Further the headnode seems to say it has allowed the node to mount the location (from headnode /var/log/messages):

```
Jul 15 14:21:38 deepthought in.tftpd[3293]: RRQ from 10.0.0.3 filename /pxelinux.cfg/default

Jul 15 14:21:38 deepthought in.tftpd[3294]: RRQ from 10.0.0.3 filename /message.txt

Jul 15 14:21:40 deepthought in.tftpd[3295]: RRQ from 10.0.0.3 filename /bzImage

Jul 15 09:21:53 deepthought dhcpd: DHCPDISCOVER from 00:25:90:2c:ff:06 via enp2s0f0

Jul 15 09:21:53 deepthought dhcpd: DHCPOFFER on 10.0.0.3 to 00:25:90:2c:ff:06 via enp2s0f0

Jul 15 09:21:53 deepthought dhcpd: DHCPREQUEST for 10.0.0.3 (10.0.0.1) from 00:25:90:2c:ff:06 via enp2s0f0

Jul 15 09:21:53 deepthought dhcpd: DHCPACK on 10.0.0.3 to 00:25:90:2c:ff:06 via enp2s0f0

Jul 15 09:21:53 deepthought rpc.mountd[3204]: authenticated mount request from 10.0.0.3:907 for /nodes/base (/nodes/base)

Jul 15 09:21:58 deepthought rpc.mountd[3204]: authenticated mount request from 10.0.0.3:670 for /nodes/base (/nodes/base)

Jul 15 09:22:08 deepthought rpc.mountd[3204]: authenticated mount request from 10.0.0.3:1003 for /nodes/base (/nodes/base)

Jul 15 09:22:28 deepthought rpc.mountd[3204]: authenticated mount request from 10.0.0.3:848 for /nodes/base (/nodes/base)

Jul 15 09:22:58 deepthought rpc.mountd[3204]: authenticated mount request from 10.0.0.3:785 for /nodes/base (/nodes/base)

Jul 15 09:23:28 deepthought rpc.mountd[3204]: authenticated mount request from 10.0.0.3:972 for /nodes/base (/nodes/base)

```

The node's fstab is (/nodes/base/etc/)

```
deepthought:/nodes/base /               nfs4            intr,proto=tcp,wsize=32768,rsize=32768            0 0

#deepthought:/opt       /opt            nfs4            sync,hard,intr,rw,nolock,rsize=8192,wsize=8192    0 0

deepthought:/opt        /opt            nfs4            intr,proto=tcp,wsize=32768,rsize=32768            0 0

#deepthought:/usr       /usr            nfs4            sync,hard,intr,rw,nolock,rsize=8192,wsize=8192    0 0

deepthought:/usr        /usr            nfs4            intr,proto=tcp,wsize=32768,rsize=32768            0 0

#deepthought:/home      /home           nfs4            sync,hard,intr,rw,nolock,rsize=8192,wsize=8192    0 0

deepthought:/home       /home           nfs4            intr,proto=tcp,wsize=32768,rsize=32768            0 0

none                    /proc           proc            defaults                                          0 0

```

Anyone have any ideas?
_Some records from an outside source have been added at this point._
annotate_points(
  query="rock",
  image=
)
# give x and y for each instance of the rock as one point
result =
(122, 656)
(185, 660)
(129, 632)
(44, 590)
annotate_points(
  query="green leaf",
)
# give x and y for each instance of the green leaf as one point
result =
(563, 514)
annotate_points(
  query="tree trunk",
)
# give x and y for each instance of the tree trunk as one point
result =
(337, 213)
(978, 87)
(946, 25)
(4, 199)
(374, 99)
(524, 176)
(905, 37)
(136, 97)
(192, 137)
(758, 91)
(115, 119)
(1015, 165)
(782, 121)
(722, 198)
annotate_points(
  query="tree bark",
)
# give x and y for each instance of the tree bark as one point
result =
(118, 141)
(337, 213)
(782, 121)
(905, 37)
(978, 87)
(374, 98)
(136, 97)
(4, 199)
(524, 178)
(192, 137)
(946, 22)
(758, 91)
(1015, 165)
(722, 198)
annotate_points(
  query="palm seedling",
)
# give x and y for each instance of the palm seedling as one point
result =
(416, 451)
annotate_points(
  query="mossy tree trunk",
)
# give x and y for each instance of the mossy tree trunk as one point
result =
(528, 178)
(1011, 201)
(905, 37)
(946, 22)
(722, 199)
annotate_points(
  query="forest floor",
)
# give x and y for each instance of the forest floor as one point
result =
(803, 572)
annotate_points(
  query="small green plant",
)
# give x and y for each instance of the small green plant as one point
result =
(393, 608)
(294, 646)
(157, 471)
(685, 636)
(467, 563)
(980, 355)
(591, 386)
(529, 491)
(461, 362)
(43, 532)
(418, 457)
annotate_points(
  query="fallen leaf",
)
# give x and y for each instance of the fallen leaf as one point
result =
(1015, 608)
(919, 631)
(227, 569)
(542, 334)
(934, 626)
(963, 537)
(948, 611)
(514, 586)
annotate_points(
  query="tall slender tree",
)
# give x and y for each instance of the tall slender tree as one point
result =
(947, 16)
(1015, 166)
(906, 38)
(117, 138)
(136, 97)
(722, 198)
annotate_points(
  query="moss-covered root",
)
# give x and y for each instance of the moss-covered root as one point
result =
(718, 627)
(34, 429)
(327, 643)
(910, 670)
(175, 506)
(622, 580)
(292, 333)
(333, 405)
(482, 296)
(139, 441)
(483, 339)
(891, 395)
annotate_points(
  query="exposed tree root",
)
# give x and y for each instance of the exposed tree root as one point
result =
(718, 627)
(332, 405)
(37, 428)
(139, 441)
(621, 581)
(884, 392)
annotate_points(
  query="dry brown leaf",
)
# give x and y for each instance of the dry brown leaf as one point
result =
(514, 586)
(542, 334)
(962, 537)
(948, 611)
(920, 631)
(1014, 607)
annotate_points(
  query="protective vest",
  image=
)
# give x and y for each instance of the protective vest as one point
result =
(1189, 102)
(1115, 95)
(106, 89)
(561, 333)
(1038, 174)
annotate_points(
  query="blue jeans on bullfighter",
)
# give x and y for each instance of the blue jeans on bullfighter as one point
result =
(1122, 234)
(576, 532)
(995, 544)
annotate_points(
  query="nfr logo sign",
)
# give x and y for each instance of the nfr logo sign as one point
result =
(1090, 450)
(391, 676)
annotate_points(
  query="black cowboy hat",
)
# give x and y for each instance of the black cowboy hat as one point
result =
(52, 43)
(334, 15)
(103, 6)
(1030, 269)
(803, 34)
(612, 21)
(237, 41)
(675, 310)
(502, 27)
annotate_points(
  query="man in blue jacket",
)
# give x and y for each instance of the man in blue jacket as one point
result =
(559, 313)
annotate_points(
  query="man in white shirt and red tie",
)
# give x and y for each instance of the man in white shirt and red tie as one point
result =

Thanks for the help in advance!

----------

## szatox

Here you go

 *Quote:*   

> LABEL Gentoo
> 
> MENU LABEL Gentoo Live on PXE
> 
> LINUX gentoo/kernel-genkernel-x86-3.7.10-gentoo
> ...

 

 *Quote:*   

> 
> 
> # ls /mnt/linux.images/tftp/gentoo
> 
> System.map-genkernel-x86-3.7.10-gentoo  excludes  gx86.sqfs  initramfs-genkernel-x86-3.7.10-gentoo  kernel-genkernel-x86-3.7.10-gentoo
> ...

 

 *Quote:*   

> # cat /etc/conf.d/atftp 
> 
> # Config file for tftp server
> 
> rc_net_vn0_need="!net"
> ...

 

I hope you can make some sense of bold fragments.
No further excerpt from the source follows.